A large tornado touched down a few hours later Saturday morning in Runnels County, northeast of San Angelo, and tracked into the city of Ballinger, damaging homes, the high school, a water tower and a baseball stadium, according to local law enforcement. Torrential rain then led to some flooding of homes in the town.

The tornado apparently continued into Coleman County, where a church roof was damaged in Silver Valley, about 35 miles south-southeast of Abilene, Texas.

An EF2 tornado touched down in Comanche County, Oklahoma, near Geronimo. Two homes were destroyed, and one person was injured, according to a county emergency manager.

Flooding was also a serious issue in parts of Oklahoma.

At least one vehicle stalled in high water in Oklahoma City, with water reportedly up to the vehicle's windows. Spencer, just east of the city, reported 2.30 inches of rain by early afternoon. At least a couple of vehicles were flooded out in Lawton, Oklahoma, requiring water rescues.

Friday, May 17

There were 38 reports of tornadoes Friday, though the exact number of actual tornadoes remains unknown at this time.

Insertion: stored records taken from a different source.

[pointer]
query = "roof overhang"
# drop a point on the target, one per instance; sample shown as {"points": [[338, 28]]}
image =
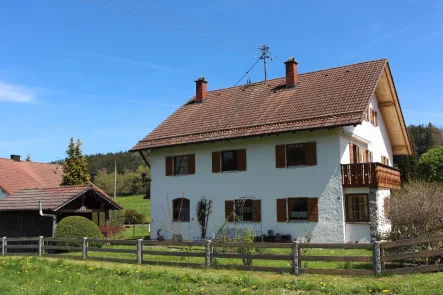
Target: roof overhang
{"points": [[390, 109]]}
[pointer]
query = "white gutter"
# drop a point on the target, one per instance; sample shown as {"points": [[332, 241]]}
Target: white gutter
{"points": [[54, 217]]}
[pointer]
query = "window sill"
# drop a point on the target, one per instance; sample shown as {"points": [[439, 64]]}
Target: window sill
{"points": [[296, 166]]}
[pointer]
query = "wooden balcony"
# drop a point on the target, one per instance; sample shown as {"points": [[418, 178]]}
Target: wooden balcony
{"points": [[372, 175]]}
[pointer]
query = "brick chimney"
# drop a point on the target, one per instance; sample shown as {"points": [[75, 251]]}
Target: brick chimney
{"points": [[200, 89], [291, 72], [15, 158]]}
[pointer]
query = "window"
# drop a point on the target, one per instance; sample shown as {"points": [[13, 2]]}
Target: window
{"points": [[234, 160], [357, 209], [229, 161], [181, 209], [295, 155], [300, 154], [373, 117], [298, 209], [180, 165], [243, 210]]}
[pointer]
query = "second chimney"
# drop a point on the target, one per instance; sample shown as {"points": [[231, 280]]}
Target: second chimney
{"points": [[200, 91], [291, 72], [15, 158]]}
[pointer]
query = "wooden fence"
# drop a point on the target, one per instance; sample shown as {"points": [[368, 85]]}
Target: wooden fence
{"points": [[210, 251]]}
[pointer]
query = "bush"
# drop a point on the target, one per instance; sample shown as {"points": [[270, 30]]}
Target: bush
{"points": [[77, 227], [430, 165], [416, 211]]}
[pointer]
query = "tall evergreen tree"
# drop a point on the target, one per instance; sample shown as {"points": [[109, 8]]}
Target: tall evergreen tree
{"points": [[75, 168]]}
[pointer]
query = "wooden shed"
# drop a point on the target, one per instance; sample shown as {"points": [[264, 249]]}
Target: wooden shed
{"points": [[20, 216]]}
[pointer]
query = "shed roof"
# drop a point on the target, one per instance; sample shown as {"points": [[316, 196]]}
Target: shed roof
{"points": [[53, 198], [16, 175]]}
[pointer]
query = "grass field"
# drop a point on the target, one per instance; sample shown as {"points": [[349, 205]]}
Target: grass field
{"points": [[135, 202], [49, 276]]}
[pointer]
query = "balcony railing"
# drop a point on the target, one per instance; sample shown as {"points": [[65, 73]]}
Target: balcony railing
{"points": [[373, 175]]}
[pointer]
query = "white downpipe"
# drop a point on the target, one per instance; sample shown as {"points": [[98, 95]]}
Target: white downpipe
{"points": [[53, 216]]}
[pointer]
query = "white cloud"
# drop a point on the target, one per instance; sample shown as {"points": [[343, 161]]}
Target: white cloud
{"points": [[16, 93]]}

A tornado touched down near the Nebraska/Kansas border, then tracked northeastward to near McCook, Nebraska, as an EF2-strength with winds up to 120 mph early Friday evening. At least one home, several grain bins and multiple outbuildings were damaged northwest of town. The supercell went on to produce a pair of EF1 tornadoes later near Farnam and near Cozad, Nebraska, on Interstate 80, producing damage near the town's cemetery.

Another tornado damaged two homes near the towns of Bloom and Windhorst, Kansas, south and east of Dodge City. A mobile home was also overturned near Windhorst.

Hail up to 3 inches in diameter pelted Sedgwick, Colorado. Thunderstorm winds blew out a window and damaged a garage door in Schleicher County, Texas, and overturned a camping trailer, injuring one camper in Scioto County, Ohio.

Flooding was also an issue in some areas. Up to 2 feet of water flooded roads in Brookings, South Dakota, Friday night.